Max knew he was right and hated to appear not to know how to set up a problem. “Why, I put in the figures Noguchi was about to give me.”

“How’s that again?” Kelly stared at him. “You a mind reader?”

“No. But I put in the right figures.”

“Hmm…” Kelly bent over the keyboard. “Call ’em off, Noggy.” The computerman reeled off a string of ones and zeroes, the binary equivalent of the decimal expression Kelly had given him; Kelly checked the depressed keys, his lips moving in concentration. He straightened up. “I once saw a man roll thirteen sevens with honest dice. Was it fool luck, Max?”

“No.”

“Well! Noggy, gimme that book.” Kelly went through the rest of the problem, giving Max raw data and the operations to be performed, but not translating the figures into the binary notation the computer required. He kept thumbing the book and glancing over Max’s shoulder. Max fought off stage fright and punched the keys, while sweat poured into his eyes.

At last Kelly said, “Okay. Twist its tail.” Max flipped the switch which allowed the computer to swallow the program and worry it for an instant; the answer popped out in lights, off or on—the machine’s equivalent of binary figures.

Kelly translated the lights back into decimal notation, using the manual. He then glanced at the recorded problem. He closed the record book and handed it to Noguchi. “I think I’ll have a cup of coffee,” he said quietly and walked away.

Noguchi reopened it, looked at the lights shining on the board and consulted the manual, after which he looked at Max very oddly. Max saw Kelly staring at him over a cup with the same expression. Max reached up and cleared the board entirely; the lights went out. He got down out of the computerman’s saddle. No body said anything.

Max’s next watch was with Dr. Hendrix. He enjoyed watches with the Astrogator almost as much as those with Kelly; Dr. Hendrix was a friendly and soft-spoken gentleman and gave as much attention to training Max as Kelly did. But this time, Kelly lingered on after being relieved—in itself nothing, as the Chief Computerman frequently consulted with, or simply visited with, the Astrogator at such times. But today, after relieving the watch, Dr. Hendrix said pleasantly, “Kelly tells me that you are learning to use the computer, Jones?”

“Uh, yes, sir.”

“Very well, let’s have a drill.” Dr. Hendrix dug out an old astrogation log and selected a transition-approach problem similar to the one Max had set up earlier. Kelly took the manual, ready to act as his “numbers boy—” but did not call the translations. Max waited for the first one; when it did not come, he read the figures from the page shining in his mind and punched them in.

It continued that way. Kelly said nothing, but wet his lips and checked what Max did each time the doctor offered a bit of the problem. Kovak watched from nearby, his eyes moving from actor to actor.

At last, Dr. Hendrix closed the book. “I see,” he agreed, as if it were an everyday occurrence. “Jones, that is an extremely interesting talent. I’ve read of such cases, but you are the first I have met. You’ve heard of Blind Tom?”

“No, sir.”

“Perhaps the ship’s library has an account of him.” The Astrogator was silent for a moment. “I don’t mean to belittle your talent, but you are not to use it during an actual maneuver. You understand why?”

“Yes, sir. I guess I do.”

“Better say that you are not to use it unless you think an error has been made—in which case you will speak up at once. But the printed tables remain the final authority.”

“Aye aye, sir.”

“Good. See me, please, in my room when you come off watch.”

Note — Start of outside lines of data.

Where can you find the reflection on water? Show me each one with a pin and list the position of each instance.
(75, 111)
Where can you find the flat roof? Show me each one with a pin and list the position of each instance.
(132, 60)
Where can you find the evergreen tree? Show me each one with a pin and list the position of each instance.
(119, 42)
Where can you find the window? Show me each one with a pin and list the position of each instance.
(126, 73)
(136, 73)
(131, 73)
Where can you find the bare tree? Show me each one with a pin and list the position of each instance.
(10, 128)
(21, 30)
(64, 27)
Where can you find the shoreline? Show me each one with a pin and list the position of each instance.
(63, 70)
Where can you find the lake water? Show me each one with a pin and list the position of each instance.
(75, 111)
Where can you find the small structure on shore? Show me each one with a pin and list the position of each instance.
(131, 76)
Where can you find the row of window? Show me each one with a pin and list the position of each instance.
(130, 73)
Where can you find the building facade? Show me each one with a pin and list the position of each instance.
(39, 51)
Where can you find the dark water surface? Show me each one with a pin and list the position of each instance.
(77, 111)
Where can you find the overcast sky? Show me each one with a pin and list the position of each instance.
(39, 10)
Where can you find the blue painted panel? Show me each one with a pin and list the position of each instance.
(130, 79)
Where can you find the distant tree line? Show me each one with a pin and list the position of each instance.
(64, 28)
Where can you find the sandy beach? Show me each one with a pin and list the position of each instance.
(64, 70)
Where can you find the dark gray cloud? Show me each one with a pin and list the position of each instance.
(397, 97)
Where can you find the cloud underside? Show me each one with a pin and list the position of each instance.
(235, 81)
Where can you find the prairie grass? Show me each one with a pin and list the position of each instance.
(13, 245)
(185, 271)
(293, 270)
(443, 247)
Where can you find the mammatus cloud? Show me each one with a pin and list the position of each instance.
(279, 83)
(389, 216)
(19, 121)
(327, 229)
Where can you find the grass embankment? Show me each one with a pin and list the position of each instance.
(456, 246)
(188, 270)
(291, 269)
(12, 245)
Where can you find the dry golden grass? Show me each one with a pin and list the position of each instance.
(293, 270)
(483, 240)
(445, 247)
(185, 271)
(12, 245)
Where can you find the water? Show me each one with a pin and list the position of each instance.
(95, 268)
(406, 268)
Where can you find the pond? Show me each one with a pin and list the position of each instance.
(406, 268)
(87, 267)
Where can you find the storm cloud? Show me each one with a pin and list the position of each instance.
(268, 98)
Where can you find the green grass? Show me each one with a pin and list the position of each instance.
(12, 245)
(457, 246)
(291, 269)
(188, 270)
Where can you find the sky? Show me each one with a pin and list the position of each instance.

It was “day time” by the ship’s clocks when he went off watch. He went to the passageway outside Dr. Hendrix’s room and waited; there Ellie came across him. “Max!”

“Oh. Hello, Ellie.” He realized uncomfortably that he had not seen her since his tentative promotion.

“Hello he says!” She planted herself in front of him. “You’re a pretty sight—with your bloodshot eyes matching the piping on your shirt. Where have you been? Too good for your old friends? You haven’t even been to see Chipsie.”